Iranian Jews Face Tricky Balancing Act
On a quiet street in the heart of Tehran, the devout arrive for prayers just after dawn, in Yussuf Abad Synagogue. There have been Jews living and worshipping in Iran for 2,500 years, CBS News correspondent Elizabeth Palmer reports, and -- against all odds -- they're still there, in what is the second-largest community in the Middle East, outside Israel.
The Jewish community is about 27,000 strong, although the numbers have dwindled since 1979.
Before the Iranian Revolution, every seat in the synagogue was full for morning prayer, but in those turbulent years, half of Iran's Jews fled the country. Those who stayed behind hope they are not heading for a new crisis.
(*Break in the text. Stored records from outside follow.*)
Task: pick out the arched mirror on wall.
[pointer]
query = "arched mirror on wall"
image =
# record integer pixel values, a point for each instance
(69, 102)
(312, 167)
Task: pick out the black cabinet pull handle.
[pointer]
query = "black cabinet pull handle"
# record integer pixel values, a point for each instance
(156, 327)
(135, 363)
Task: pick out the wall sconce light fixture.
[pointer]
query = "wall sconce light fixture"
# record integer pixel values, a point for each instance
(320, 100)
But the signs are ominous. Iran's hardline president has denied Hitler's holocaust and said Israel should be wiped off the map. Also, Israel refuses to rule out a strike on Iran's nuclear installations.
But in the shops and bazaars, Jewish merchants don't like to talk about the war of words.
"For the last 26 years we have very, very peaceful life with Muslims," one merchant says.
Instead, they stress that during the Iranian Revolution, Ayatollah Khomeini promised to protect them. But how do they feel when President Ahmadinejad says that Israel has no right to exist? "We know that all these things is politics, and they are not real," one Iranian Jew explains.
But the words were real enough to prompt the head of Tehran's Jewish community to do the unthinkable: write an outspoken letter to the president.
"The Holocaust is not a legend," Haroun Yeshayanei wrote. "We fear the values of the glorious Islamic Revolution will be overshadowed by racist sentiments."
Students at a Jewish school start the day singing allegiance to the Islamic Republic. Then they recite a Hebrew prayer.
It's a tricky balancing act. Today's politics may convince tomorrow's generation that it's simply too dangerous to be both an Iranian and a Jew.